Selon une étude de l’Université de Berne, 45% des marchés publics IT seraient passés de gré à gré, sans passer par une procédure d’appel d’offres, tant la solution qui répond aux besoins du pouvoir adjudicateur est unique. Dans un tel cas, le pouvoir adjudicateur doit veiller à ce que les conditions de la Loi sur les marchés publics et de l’AIMP en matière de gré à gré soient dûment remplies. Cela ne dispense cependant pas, en cas de procédures de gré à gré d’une valeur dépassant certains seuils, de publier les résultats de l’adjudication. En outre, la protection juridique doit aussi être garantie lors de ces adjudications de gré à gré. Des concurrents non retenus pourraient ainsi recourir contre la procédure choisie (acquisition de gré à gré au lieu d’un appel d’offres public) ou invoquer une application incorrecte du droit des marchés publics.

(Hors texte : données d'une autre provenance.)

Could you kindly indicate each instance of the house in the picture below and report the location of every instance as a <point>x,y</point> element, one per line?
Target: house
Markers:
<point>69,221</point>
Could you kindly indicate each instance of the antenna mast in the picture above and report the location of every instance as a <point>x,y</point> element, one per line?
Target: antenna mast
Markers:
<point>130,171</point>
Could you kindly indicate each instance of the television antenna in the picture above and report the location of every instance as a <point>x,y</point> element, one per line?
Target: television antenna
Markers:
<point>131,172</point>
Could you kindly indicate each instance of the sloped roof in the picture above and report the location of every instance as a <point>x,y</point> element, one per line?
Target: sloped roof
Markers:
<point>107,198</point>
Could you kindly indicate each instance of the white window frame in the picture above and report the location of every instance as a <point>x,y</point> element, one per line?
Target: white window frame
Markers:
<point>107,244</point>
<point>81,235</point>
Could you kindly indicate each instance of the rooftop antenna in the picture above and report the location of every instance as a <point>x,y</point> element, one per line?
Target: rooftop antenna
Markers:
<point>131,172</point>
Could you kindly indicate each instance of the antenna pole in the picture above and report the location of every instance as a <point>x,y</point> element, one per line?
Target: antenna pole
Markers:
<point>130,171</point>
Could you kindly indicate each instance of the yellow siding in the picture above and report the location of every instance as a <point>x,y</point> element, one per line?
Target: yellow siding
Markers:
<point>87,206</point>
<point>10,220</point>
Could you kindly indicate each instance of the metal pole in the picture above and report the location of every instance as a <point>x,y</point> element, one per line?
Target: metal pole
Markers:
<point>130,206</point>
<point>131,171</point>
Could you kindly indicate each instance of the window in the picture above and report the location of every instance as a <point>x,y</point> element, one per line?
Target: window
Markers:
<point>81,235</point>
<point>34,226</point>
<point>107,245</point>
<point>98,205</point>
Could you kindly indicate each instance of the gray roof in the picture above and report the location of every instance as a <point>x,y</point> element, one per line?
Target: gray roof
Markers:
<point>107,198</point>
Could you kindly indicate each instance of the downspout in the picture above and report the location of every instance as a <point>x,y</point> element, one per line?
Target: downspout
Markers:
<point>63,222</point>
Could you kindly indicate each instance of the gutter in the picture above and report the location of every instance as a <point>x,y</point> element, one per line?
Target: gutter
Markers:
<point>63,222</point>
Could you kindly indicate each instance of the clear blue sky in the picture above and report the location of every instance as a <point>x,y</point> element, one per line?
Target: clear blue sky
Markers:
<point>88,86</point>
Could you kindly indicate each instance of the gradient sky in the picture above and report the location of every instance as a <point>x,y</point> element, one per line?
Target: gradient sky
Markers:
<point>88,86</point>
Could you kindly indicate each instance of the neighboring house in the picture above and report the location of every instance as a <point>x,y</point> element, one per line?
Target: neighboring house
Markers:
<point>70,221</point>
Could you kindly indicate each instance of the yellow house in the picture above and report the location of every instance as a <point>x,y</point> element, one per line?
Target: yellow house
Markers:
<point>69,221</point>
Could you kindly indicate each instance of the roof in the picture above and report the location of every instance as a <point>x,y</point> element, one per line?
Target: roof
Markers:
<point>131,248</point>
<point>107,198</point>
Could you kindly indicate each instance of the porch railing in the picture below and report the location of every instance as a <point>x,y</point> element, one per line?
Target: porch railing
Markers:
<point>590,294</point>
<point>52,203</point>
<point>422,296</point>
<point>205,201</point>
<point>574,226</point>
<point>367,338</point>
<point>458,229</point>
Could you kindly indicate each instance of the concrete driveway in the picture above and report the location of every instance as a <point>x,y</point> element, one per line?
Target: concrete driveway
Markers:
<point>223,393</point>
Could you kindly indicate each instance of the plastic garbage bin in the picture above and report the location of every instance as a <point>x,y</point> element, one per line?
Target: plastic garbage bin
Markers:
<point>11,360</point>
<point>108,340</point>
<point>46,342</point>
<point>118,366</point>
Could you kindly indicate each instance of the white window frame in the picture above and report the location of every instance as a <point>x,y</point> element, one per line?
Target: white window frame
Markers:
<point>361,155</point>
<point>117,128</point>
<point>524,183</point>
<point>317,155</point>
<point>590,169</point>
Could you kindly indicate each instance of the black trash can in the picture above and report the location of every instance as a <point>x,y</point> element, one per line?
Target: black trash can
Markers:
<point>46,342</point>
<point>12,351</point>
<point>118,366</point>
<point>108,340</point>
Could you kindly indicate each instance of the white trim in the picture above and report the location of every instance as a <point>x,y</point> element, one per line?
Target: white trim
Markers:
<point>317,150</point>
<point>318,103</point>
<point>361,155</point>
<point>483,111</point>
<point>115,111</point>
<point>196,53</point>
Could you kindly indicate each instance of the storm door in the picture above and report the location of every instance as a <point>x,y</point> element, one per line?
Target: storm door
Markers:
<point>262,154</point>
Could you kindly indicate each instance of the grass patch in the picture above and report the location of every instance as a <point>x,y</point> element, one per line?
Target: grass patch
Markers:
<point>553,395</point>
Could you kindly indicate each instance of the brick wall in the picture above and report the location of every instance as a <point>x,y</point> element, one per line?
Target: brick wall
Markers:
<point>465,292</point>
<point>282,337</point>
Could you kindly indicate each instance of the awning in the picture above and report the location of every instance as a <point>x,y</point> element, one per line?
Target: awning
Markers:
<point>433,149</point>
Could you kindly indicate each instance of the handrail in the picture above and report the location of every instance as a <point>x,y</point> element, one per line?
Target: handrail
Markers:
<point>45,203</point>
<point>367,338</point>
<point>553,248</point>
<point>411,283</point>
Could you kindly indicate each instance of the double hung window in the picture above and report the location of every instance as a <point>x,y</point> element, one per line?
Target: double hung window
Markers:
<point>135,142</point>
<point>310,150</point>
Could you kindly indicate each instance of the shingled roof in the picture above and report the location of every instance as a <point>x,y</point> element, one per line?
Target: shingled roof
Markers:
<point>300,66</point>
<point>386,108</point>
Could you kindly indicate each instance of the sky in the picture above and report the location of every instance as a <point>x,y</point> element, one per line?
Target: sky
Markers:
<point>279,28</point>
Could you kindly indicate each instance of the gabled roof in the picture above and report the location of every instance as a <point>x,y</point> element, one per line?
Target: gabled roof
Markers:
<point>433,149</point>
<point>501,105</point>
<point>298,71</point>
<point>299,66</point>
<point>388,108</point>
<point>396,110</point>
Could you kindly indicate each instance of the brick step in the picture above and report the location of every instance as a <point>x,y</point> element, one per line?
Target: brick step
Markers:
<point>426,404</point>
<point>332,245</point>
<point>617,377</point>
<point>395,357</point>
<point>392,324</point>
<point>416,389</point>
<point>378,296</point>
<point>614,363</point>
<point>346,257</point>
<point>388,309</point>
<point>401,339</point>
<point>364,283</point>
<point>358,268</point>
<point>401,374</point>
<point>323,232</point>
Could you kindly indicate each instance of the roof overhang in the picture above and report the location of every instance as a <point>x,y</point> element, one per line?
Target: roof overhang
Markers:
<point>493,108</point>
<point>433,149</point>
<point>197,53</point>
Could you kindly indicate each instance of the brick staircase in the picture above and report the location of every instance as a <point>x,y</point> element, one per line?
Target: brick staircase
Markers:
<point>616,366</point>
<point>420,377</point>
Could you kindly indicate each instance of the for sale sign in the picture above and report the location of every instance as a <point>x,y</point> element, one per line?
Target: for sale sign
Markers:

Pour les entités publiques, une autre difficulté réside dans l’identification de ses propres besoins. Si une entité ne dispose par exemple pas d’un service ou d’une personne compétente en matière informatique, il lui sera d’autant plus difficile de préparer un appel d’offres. Dans un tel cas, il serait recommandé de s’adjoindre les services d’un mandataire externe spécialisé, capable d’identifier les lacunes et besoins de l’entité en question.  


Pour les soumissionnaires, la difficulté réside premièrement dans la compréhension des attentes et du fonctionnement interne de l’entité publique. La formulation de l’offre demande aussi un investissement en temps considérable, souvent plus important que dans d’autres domaines, comme la construction. En effet, des solutions sur mesure doivent être proposées et nécessitent en réalité un travail conséquent en amont de la part des soumissionnaires. Selon l’étude précitée, les fournisseurs IT consacreraient en moyenne 49 heures à la rédaction d’une offre de hardware, 70 heures pour un logiciel standard et 240 heures pour une solution individualisée.


c. La construction de l’appel d’offres


Troisièmement, les marchés publics IT posent des questions en termes de construction de l’appel d’offres. En effet, il est fréquent de voir certains marchés adjugés en lots séparés, qui distinguent le service de base, de la maintenance, voire même des licences nécessaires à l’exploitation d’un système IT. Une telle distinction peut s’avérer toutefois impossible à mettre en pratique, deux soumissionnaires différents ne pouvant travailler conjointement en séparant la licence de l’entretien ou la maintenance d’un logiciel, pour des motifs relevant de la propriété intellectuelle (NB : pour l’acquisition de logiciels, il convient souvent de distinguer entre logiciels ouverts et logiciels fermés ou propriétaires. Les solutions logicielles peuvent ainsi comprendre différents composants et impliquer des modèles de licences mixtes).


Les pouvoirs adjudicateurs doivent ainsi construire leur appel d’offres en anticipant de tels problèmes, de nature technique ou juridique.


d. Les critères de durabilité


Enfin, il convient de garder à l’esprit que le nouveau droit des marchés publics prévoit des critères de durabilité (écologique et sociale par exemple), ce qui implique que les solutions ou prestations proposées devraient être durables. Dans un domaine qui évolue à grande vitesse, où la maintenance et les mises à jour sont parfois plus importantes que la prestation ou le produit de base, ces aspects doivent être pris en compte. Il peut également s’avérer économiquement et écologiquement plus judicieux de faire évoluer des systèmes déjà existants, pour lesquels des investissements importants ont été consentis, que de changer systématiquement pour une solution différente et nouvelle. Ce choix pourrait également se justifier pour préserver les mesures organisationnelles mises en place par le pouvoir adjudicateur, pour lesquels des moyens importants sont souvent mis en place (formation des collaborateurs, organisation interne, archivage, etc.).


Le cadre légal du droit des marchés publics reste donc un cadre général, dans lequel il convient de veiller aux spécificités qui se posent lorsqu’il s’agit de contrats informatiques.